Hiergegen wendete sich die Inhaberin einer anderen Anzeigenzeitschrift und machte geltend, der Aufkleber sei unlauter und verstosse gegen das Wettbewerbsrecht. Zu Recht?
Die Entscheidung
Der Sachverhalt lag dem OLG Brandenburg in zweiter Instanz zur Entscheidung vor. Die Klägerin argumentierte, das verteilen der Aufkleber stellt eine gezielte Behinderung von ihr als Wettbewerberin im Sinne von § 4 Nr. 10 UWG dar und sei damit eine unlautere geschäftliche Handlung. Die Beklagte fördere ihr eigenes Produkt nicht durch Mittel des Leistungswettbewerbs, sondern alleine durch die Reduktion der Absatzmöglichkeiten von ihr als Mitbewerberin.
Sie habe keine andere realistische Möglichkeit eines Zuganges zu den Endkunden. Es sei beispielsweise unrealistisch sie darauf zu verweisen, sie könne ihre Werbezeitschriften doch an öffentlichen Orten oder in Geschäften, Cafés oder Tankstellen auslegen. Dieses würde von den Endkunden nicht akzeptiert.
Durch den von der Beklagten verteilten Aufkleber würde der Klägerin zu dem der Zugang zu ihren eigentlichen Kunden, den Werbung schaltenden Unternehmen, in unlauterer Weise verwehrt. Für diese Unternehmen sei alleine entscheident, welche Reichweite die Anzeigenzeitschriften aufweisen würden.

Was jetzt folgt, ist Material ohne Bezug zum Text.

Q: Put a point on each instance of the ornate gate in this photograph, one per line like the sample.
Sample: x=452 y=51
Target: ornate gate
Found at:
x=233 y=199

Die Beklagte argumentierte, sie habe lediglich auf den Wunsch ihrer Leser reagiert, im Briefkasten Ordnung zu schaffen. Der Aufkleber sei zudem eine Werbemaßnahme für die eigene Anzeigezeitschrift. Eine sich aus dem Aufkleber ergebende Sperrwirkung für die von der Klägerin herausgegebene Zeitschrift sei lediglich ein wettbewerbsrechtlich zulässiger Reflex.
Sowohl das erstinstanzliche Landgericht Frankfurt (Oder) als auch das OLG Brandenburg folgten der Argumentation der Klägerin und gaben der Klage in vollem Umfang statt. Hierbei betonte das Oberlandesgericht ausdrücklich, dass es nicht darauf ankommt, wie viele der Aufkleber tatsächlich verwendet, also auf Briefkästen aufgeklebt worden sind. Alleine die abstrakte Eignung einer geschäftlichen Handlung zur Behinderung eines Mitbewerbers ist ausreichend, um die Werbemaßnahme als unlauter zu qualifizieren.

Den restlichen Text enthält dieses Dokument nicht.